= Sarah Pickstone =

British artist (born 1965)

Sarah Pickstone (born 1965) is an English artist. She has won the 2012 John Moores Painting Prize and was awarded the 1991 Rome Scholarship in Painting to study at the British School at Rome.

== Early life ==
Pickstone was born in Manchester in 1965. She studied at University of Newcastle and Royal Academy Schools.

== Career ==
Pickstone was awarded the Rome Scholarship in Painting in 1991, subsequently spending a year at the research centre the British School at Rome.

She won the John Moores Painting Prize in 2012, having been a runner up in 2004. This made her the first female winner of the prize since Lisa Milroy over thirty years earlier. Pickstone's winning painting, Stevie Smith and the Willow, was based on an illustration accompanying Smith's 1957 poem "Not Waving But Drowning". Pickstone said the painting's depiction of a girl bathing under a willow tree "might represent some kind of everywoman - an artist or mother or child", and while the poem is "very dark", she wanted to "make something more joyous out of the poem" with her painting. Judge for the prize, Fiona Banner, said of the work: "It's [...] a painting of one artist reflected through another, a meeting of literary and pictorial minds".
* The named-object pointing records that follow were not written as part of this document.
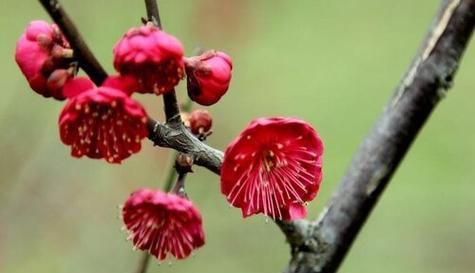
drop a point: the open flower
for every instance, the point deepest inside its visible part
(40, 52)
(163, 223)
(273, 167)
(152, 56)
(208, 76)
(101, 122)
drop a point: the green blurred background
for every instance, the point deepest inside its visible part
(332, 63)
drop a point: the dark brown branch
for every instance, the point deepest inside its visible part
(82, 53)
(424, 85)
(175, 135)
(172, 111)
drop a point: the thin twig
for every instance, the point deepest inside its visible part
(82, 53)
(172, 111)
(424, 85)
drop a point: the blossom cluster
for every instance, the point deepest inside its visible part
(274, 166)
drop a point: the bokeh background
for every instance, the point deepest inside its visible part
(332, 63)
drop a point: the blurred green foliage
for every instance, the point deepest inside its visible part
(332, 63)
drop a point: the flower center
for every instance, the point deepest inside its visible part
(269, 160)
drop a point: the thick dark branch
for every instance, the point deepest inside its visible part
(424, 85)
(175, 135)
(82, 53)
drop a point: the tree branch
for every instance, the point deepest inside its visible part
(82, 53)
(424, 85)
(172, 111)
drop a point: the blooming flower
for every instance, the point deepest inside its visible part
(40, 51)
(208, 76)
(163, 223)
(153, 56)
(273, 167)
(101, 122)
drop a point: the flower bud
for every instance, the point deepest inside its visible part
(40, 51)
(152, 56)
(56, 81)
(208, 76)
(200, 122)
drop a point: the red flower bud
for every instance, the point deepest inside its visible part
(273, 167)
(208, 76)
(200, 122)
(40, 51)
(152, 56)
(163, 223)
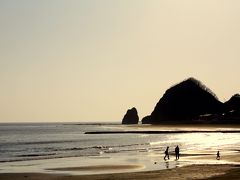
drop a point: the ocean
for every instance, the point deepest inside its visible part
(36, 141)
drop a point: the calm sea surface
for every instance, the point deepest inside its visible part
(20, 142)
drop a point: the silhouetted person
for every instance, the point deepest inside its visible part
(177, 152)
(218, 156)
(166, 154)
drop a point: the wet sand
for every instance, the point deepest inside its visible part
(187, 172)
(228, 168)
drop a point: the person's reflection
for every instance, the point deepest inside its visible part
(167, 164)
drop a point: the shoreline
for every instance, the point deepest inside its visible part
(161, 132)
(207, 171)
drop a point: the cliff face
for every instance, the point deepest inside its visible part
(184, 102)
(131, 117)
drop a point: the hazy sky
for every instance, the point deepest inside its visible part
(91, 60)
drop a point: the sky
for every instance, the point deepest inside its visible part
(91, 60)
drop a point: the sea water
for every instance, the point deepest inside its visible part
(27, 142)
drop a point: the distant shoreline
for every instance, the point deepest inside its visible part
(162, 132)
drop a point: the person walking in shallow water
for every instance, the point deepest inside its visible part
(177, 152)
(218, 156)
(166, 154)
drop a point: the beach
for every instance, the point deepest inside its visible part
(186, 172)
(190, 166)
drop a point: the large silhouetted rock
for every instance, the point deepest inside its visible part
(184, 103)
(131, 117)
(233, 104)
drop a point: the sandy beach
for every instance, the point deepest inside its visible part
(186, 172)
(227, 168)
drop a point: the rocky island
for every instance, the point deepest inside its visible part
(131, 117)
(192, 102)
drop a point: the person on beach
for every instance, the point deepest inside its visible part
(177, 152)
(166, 154)
(218, 156)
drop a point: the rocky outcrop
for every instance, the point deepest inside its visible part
(184, 103)
(131, 117)
(233, 104)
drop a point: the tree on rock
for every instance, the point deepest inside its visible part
(131, 117)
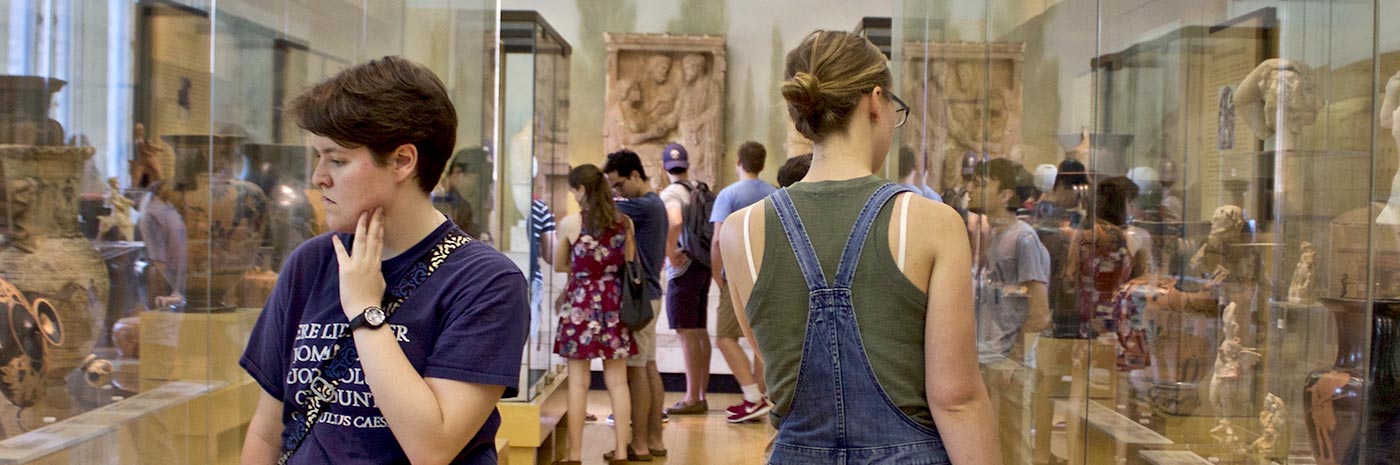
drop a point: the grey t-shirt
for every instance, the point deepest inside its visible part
(675, 196)
(1015, 257)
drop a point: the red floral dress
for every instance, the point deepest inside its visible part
(591, 322)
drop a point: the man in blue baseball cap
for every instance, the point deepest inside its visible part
(688, 280)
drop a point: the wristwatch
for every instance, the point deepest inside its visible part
(371, 318)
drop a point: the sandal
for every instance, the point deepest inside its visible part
(632, 457)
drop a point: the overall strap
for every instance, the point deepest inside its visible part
(332, 370)
(797, 237)
(851, 255)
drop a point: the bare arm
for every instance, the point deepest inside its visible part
(566, 236)
(545, 247)
(1039, 297)
(717, 257)
(263, 441)
(956, 394)
(632, 241)
(741, 282)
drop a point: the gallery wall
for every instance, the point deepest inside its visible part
(758, 41)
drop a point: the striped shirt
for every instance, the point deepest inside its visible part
(541, 221)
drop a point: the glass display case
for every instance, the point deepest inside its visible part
(534, 181)
(150, 189)
(1193, 244)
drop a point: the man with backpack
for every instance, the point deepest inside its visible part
(688, 273)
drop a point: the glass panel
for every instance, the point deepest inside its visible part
(1190, 170)
(150, 191)
(535, 137)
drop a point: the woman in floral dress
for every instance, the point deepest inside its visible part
(595, 245)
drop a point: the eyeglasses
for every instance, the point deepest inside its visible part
(900, 108)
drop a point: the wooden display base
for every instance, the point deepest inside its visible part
(535, 429)
(193, 346)
(1102, 430)
(1008, 385)
(136, 430)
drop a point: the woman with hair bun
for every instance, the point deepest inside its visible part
(595, 245)
(868, 338)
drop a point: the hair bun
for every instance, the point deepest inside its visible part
(802, 90)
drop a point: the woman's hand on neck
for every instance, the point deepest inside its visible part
(410, 219)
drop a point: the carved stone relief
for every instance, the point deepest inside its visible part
(970, 104)
(665, 88)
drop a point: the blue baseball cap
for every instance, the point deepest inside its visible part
(674, 156)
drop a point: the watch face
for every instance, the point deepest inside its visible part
(374, 317)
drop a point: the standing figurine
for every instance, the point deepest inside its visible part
(1277, 100)
(1302, 290)
(1273, 443)
(1229, 383)
(121, 216)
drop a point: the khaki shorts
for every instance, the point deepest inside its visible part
(728, 324)
(646, 341)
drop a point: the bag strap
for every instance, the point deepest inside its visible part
(343, 353)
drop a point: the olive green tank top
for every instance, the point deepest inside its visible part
(889, 310)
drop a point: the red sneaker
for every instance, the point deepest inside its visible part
(748, 411)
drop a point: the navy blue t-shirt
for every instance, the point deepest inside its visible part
(650, 224)
(466, 322)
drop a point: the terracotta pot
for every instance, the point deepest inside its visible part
(49, 258)
(206, 226)
(1182, 334)
(1334, 398)
(24, 111)
(27, 331)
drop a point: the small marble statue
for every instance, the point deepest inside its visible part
(121, 216)
(1229, 383)
(1302, 290)
(1389, 109)
(1271, 446)
(1278, 97)
(1227, 231)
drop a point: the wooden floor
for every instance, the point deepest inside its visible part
(690, 439)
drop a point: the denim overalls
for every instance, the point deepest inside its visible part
(839, 413)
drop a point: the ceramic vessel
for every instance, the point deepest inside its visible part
(1334, 398)
(1182, 334)
(282, 172)
(203, 227)
(27, 334)
(46, 257)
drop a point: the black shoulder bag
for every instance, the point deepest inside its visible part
(636, 308)
(345, 356)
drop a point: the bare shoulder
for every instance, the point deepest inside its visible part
(935, 217)
(734, 223)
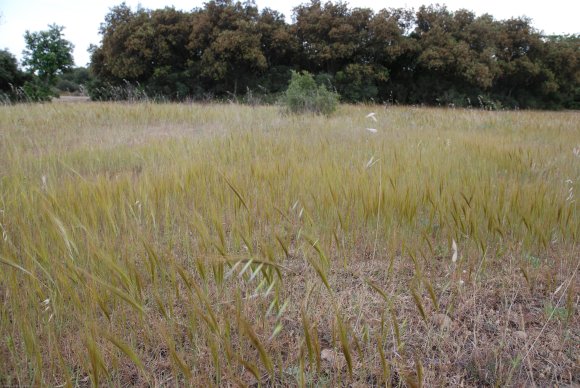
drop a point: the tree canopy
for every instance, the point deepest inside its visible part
(429, 56)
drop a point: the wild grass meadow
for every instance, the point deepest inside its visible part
(228, 245)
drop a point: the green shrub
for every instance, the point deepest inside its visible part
(304, 95)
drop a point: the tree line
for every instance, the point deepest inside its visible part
(434, 56)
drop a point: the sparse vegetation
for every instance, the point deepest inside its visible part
(164, 244)
(304, 95)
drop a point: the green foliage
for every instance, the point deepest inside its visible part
(433, 56)
(11, 78)
(37, 91)
(304, 95)
(47, 53)
(73, 81)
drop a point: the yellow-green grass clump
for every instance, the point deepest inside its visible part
(221, 244)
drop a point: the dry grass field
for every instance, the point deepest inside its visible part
(225, 245)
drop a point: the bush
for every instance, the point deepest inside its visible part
(38, 91)
(304, 95)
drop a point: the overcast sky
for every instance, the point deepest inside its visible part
(81, 18)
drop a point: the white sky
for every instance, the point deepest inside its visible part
(81, 18)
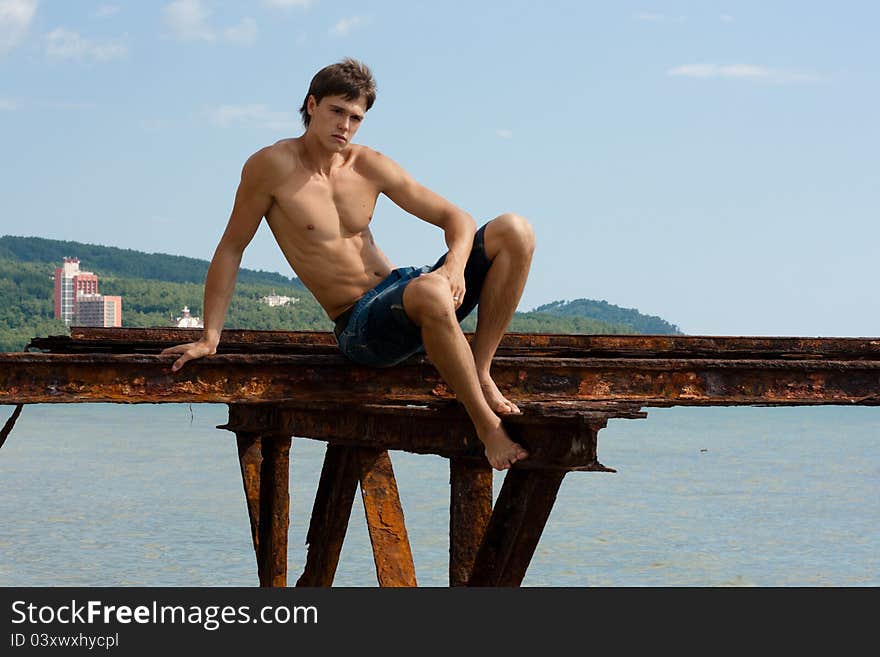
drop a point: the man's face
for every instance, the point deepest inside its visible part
(335, 120)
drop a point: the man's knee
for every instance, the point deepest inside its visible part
(515, 233)
(428, 299)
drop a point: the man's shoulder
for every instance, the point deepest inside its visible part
(271, 161)
(372, 162)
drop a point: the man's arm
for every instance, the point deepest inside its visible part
(252, 202)
(458, 226)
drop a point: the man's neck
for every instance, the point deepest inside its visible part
(318, 158)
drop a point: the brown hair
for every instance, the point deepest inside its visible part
(349, 78)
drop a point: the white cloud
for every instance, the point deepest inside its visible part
(244, 33)
(225, 116)
(344, 26)
(657, 18)
(66, 44)
(740, 72)
(287, 4)
(106, 10)
(188, 20)
(66, 104)
(15, 19)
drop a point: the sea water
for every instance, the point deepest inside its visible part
(151, 495)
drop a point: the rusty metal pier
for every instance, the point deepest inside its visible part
(280, 384)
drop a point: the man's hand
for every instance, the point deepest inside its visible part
(455, 276)
(190, 351)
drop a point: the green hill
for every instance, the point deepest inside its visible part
(127, 263)
(606, 312)
(155, 287)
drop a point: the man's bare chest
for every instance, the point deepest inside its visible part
(341, 206)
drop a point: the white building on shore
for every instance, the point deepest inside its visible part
(275, 300)
(188, 321)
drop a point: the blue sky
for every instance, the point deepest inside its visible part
(713, 163)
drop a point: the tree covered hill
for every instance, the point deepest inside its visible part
(606, 312)
(127, 263)
(155, 288)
Stevie Smith and the Willow is one of a series of Pickstone's works inspired by writing with connections to Regent's Park in London. Pickstone subsequently published an anthology of these paintings and others' writing, Park Notes, with Daunt Books in 2014. It followed a 2013 exhibition at the New Art Centre, The Writers Series. The exhibition referenced an all-female selection of writers including George Eliot, Virginia Woolf, Katherine Mansfield and Sylvia Plath.

In 2015 she exhibited a show, The Rehearsal, at Mercer Gallery in Harrogate. It featured works inspired by Laura Knight's Ready for Rehearsal, a drawing in the Mercer's collection which depicts dancers backstage. That same year, Contemporary Art Society supported the gallery's acquisition of six of Pickstone's paintings of literary women. These were exhibited at the gallery as part of its 2018 Picturing Women show.

2017 saw Pickstone's largest solo exhibition to date, Other Stories at CGP London (now Southwark Park Galleries). It featured paintings from her 2013 exhibition The Writers Series, and new work in response to the gallery's surroundings in Southwark Park, including a nearby rose garden dedicated to Ada Salter, environmentalist and the first female mayor of London.

From September 2018 to August 2019, the Royal Academy hosted Pickstone's exhibition An Allegory of Painting. Pickstone's works in this exhibition paid homage to works by 18th century painter Angelica Kauffman: The Rainbow reinterpreted Kauffman's Colour, with Belvedere a response to Kauffman’s Design.

Pickstone works from a studio at Cubitt in London. She is a senior faculty member at Royal Drawing School.